TIGA RESEP JEMBATAN INTERAKSI ANTARA SESAMA MANUSIA



TIGA RESEP JEMBATAN INTERAKSI   
ANTARA SESAMA MANUSIA


Suatu hal yang realistik ( kenyataan ) bila ada sebuah kenyataan siapapun manusianya tidak akan bisa hidup sendiri – sendiri ( indivindualistik ) dalam mendayagunakan fitrah ( pertumbuhan dasarnya ) dinamikanya sebagai makhluk yang tercipta dinamis dan kreatif. Potensi dan sumber daya manusia       ( SDM ) yang ada pada tiap orang mustahil bisa ditumbuhkembangkan kalau saja segala sumber daya yang ada disekitarnya tidak ikut berperan dan difungsikanya, baik sebagai subjek maupun objek, baik yang aktif maupun yang pasif baik yang hidup maupun benda mati. Semuanya menyatu saling keterkaitan dan ketergantungan, saling menguntungkan, saling memegang peranan sesuai dengan sumber daya guna, potensi dan kemampuan masing-masingnya . Orang tidak akan bisa makan nasi kalau petani tidak produktif lagi, orang tidak akan bisa beribadah dengan sempurna kalau perlengkapan ibadah tidak ada, orang akan kekurangan vitamin dan protein kalau petani, nelayan, ternak, buah – buahan, sayur – sayuran tidak produktif lagi. Para pengusaha, konglomerat tidak akan bisa bertahan dan berjaya kalau para pekerja dan buruhnya pada mogok dan unjuk rasa. Suatu Negara tidak akan aman dan tentram kalau petugas keamanan tidak ada, atau rakyat selalu berontak dan terancam kemiskinan dan kemelaratan dan begitulah seterusnya. Pendek kata segala unsur dan komponen senantiasa menuntut hubungan dan mitra yang serasi, seimbang, selaras dan harmonis untuk memenuhi kebutuhan – kebutuhan hidup dan mencapai segala apa yang diinginkan. Artinya diperlukan sekali kerja sama dan kebersamaan, perlu dihindari pelecehan – pelecehan dan kurang menghargai serta tidak menghayati keperluan, harkat, martabat dan kesejahteraan yang satu dengan yang lainnya.
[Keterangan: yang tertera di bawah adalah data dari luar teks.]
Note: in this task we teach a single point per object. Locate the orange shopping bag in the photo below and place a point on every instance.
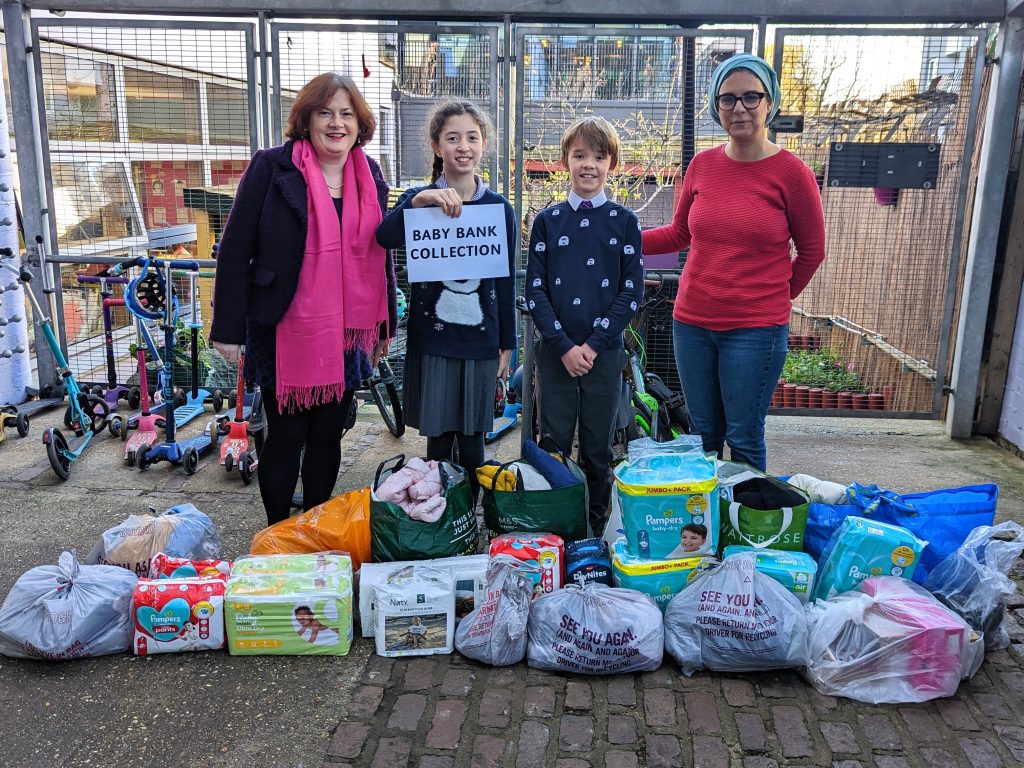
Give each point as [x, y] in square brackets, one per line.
[340, 524]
Secara formalitas konsep saling membutuhkan tersebut, sudah menjadi hal yang lumrah dan selalu digembar-gemborkan, tetapi sangat disayangkan bila kita mau jujur, betapa banyak orang disekitar kita yang cenderung hidup individualis, egoistis, bergaya hidup mewah, menghambur-hamburkan harta kekayaan tanpa peduli dengan nasib orang lain. Seolah tidak butuh lagi dengan orang lain, fitrah menolong, memberi sudah terbiasa dengan ungkapan “ ada udang dibalik batu “. Kehidupan yang demikian menggambarkan betapa rendahnya nilai persahabatan, persaudaraan, rasa social karena selalu diukur dengan kebendaan dan materi. Pergaulan seperti itu jelas tidak akan bertahan lama karena harga diri seseorang telah ditukar dengan harta, tahta, pangkat, jabatan, serta peranan yang dimilikinya bukan lagi pada kepribadian dan norma –norma yang dimilikinya, yang akhirnya berkembanglah budaya pengelompokkan, strata, pilah – pilah dalam pergaulan hidup dan kehidupan. Umpamanya saja orang kaya akan malu dan gengsi bergaul dengan si miskin, keluarga ningrat merasa hina berteman dengan rakyat biasa, kelompok elit merasa malu bergaul dengan pribumi, orang berpangkat merasa tak wajar bersahabat dengan masyarakat awam. Sehingga terjadilah jurang pemisah yang berkepanjangan dan turun - temurun dari setiap generasi kegenerasi berikutnya. Akhirnya muncul slogan “yang kaya makin kaya yang miskin makin miskin”.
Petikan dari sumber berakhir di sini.